3. Assuming the emission array is univariate, will the emission function really take T1, …, TN parameters? Say we want to fit a model with two states and Gaussian density, wouldn’t we not need only two means and two standard deviations? If the latter is true, then there’s no fixed number of density parameters.
4. What happens if we need to fit a time-homogeneous HMM (i.e. no covariates for the transition model)? Using a constant input would feel hacky and computationally inefficient. Would we need to implement two interfaces (perhaps same name but different number of arguments, assuming we can overload functions)?
5. Is there a straightforward way to allow for regressors in the emission mean? Think for example of an Markov-Switching AutoRegressive model for time series (i.e. AR1 with a pair of regression coefficients for each hidden states). Does the proposed interface accept non-parameters for alpha1, …, alphaN? If so, I think we may use these quantities to model emission means when needed (e.g. instead of being free parameters, these could be a linear combination of some elements of the data block and some free parameters).

Inference

I believe the main goal of having HMM built-in is to gain performance, mostly by avoiding autodifferentiation. As such, I’d stick with the forward algorithm since adding the forward quantity to the target is enough to get the sampler working. The forward-backward pass is optional and can be programmed in the generated quantities block. Same with Viterbi decoding.

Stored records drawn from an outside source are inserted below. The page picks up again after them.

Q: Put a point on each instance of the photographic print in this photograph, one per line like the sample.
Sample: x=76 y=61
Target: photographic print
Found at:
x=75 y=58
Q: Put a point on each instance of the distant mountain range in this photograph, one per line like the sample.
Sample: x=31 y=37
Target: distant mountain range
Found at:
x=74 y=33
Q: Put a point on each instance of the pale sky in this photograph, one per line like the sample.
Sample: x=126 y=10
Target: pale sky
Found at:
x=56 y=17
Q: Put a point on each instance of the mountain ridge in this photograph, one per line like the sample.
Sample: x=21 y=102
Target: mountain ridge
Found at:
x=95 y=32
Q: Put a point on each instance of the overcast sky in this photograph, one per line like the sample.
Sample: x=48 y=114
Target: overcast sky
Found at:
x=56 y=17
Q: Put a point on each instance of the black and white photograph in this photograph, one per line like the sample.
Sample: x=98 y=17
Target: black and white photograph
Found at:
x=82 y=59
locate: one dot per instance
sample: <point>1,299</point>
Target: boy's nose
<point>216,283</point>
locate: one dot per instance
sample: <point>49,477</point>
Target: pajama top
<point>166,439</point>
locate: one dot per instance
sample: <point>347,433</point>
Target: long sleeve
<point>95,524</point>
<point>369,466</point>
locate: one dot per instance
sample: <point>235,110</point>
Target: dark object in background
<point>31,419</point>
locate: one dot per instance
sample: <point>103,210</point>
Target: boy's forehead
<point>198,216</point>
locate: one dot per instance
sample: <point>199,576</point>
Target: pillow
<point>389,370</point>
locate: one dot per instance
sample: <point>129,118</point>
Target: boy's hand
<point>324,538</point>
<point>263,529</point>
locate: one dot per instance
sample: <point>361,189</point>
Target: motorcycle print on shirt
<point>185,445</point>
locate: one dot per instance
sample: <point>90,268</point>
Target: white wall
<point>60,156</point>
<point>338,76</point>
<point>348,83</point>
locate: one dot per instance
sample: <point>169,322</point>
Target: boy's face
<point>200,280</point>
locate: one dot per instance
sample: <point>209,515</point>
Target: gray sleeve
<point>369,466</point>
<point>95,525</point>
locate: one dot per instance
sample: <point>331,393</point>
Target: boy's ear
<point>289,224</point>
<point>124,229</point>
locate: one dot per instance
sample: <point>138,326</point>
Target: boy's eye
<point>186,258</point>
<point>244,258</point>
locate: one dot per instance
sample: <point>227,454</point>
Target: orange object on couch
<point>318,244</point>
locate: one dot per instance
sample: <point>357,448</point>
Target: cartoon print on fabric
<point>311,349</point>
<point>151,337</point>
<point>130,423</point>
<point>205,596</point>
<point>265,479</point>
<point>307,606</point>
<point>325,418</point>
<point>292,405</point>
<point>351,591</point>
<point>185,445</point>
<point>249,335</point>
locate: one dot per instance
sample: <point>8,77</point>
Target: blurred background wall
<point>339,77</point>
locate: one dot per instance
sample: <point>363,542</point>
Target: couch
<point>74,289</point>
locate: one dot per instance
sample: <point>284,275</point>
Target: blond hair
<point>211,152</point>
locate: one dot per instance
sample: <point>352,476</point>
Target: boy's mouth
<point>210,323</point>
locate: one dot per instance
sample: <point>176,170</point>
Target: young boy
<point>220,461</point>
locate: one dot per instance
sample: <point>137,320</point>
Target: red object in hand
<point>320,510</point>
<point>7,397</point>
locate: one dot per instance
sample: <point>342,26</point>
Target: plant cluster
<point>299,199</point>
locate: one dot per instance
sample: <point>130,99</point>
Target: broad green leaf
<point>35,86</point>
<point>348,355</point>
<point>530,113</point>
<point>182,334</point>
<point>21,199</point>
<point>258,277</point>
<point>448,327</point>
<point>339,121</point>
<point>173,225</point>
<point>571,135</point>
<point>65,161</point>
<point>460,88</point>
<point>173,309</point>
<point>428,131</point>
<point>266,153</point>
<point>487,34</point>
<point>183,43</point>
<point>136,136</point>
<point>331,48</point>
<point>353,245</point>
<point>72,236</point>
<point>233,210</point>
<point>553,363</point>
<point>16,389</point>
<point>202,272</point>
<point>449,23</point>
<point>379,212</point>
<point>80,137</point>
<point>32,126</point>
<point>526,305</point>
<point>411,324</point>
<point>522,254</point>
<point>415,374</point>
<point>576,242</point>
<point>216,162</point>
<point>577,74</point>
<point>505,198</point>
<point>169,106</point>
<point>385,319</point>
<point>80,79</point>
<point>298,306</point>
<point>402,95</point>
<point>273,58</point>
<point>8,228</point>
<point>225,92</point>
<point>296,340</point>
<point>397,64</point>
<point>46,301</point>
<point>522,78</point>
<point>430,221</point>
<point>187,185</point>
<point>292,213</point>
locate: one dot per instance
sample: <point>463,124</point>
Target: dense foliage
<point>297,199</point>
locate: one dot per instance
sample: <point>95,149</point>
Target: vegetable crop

Don’t get me wrong, I like smoothed probabilities a lot, but I think the first step should be getting the right posterior. After that, we can provide with convenience functions to compute the other optional quantities (e.g. an overloaded instance of hmm_lpdf with an extra argument where we store the smoothed probability or the jointly most likely path).

Finally, @Bob_Carpenter: I assume we’d need to implement this built-in density as a “template”. Is there a template for another model that you’d recommend us to take a look at? I was considering taking a loot at the GP work but you may know of another built-in model that is more or less similar than our use case.

#6

We can allow multivariate emissions that can be encapsulated in a Stan type. So the movement HMMs with bearing and distance could be represented either as vector or real[] emission types. What we won’t be able to do until we have tuples is allow heterogeneous emissions, like tuple<vector, matrix, int, real>

We don’t need to start there, but it seems like we’ll need it in the long run.

I was assuming a single mixture family, with parameters varying by state. Thus if you choose an appropriate density like Student-t, then the tails can vary based on the degrees-of-freedom parameter.

Is there motivation for letting the families vary—do they even need the same support?

I want to keep the complexity bounded rather than targeting the most general thing possible. But this is a judgement call.

We’ve found soft-centering to make convergence easier than the hard sum-to-zero constraint.

If we want to vectorize, we’ll observe multiple emission sequences of potentially different sizes.

Not univariate, but we can’t bound the number of parameters—the idea is that if there are K states, then you need T1[K], …, TN[K] so the mixture components each get their own parameters.

For efficiency, that’d make sense. There’s a lot of reduction that can happen if we know it’s time-homogeneous. It might also be easier to start there rather than with the more complicated case.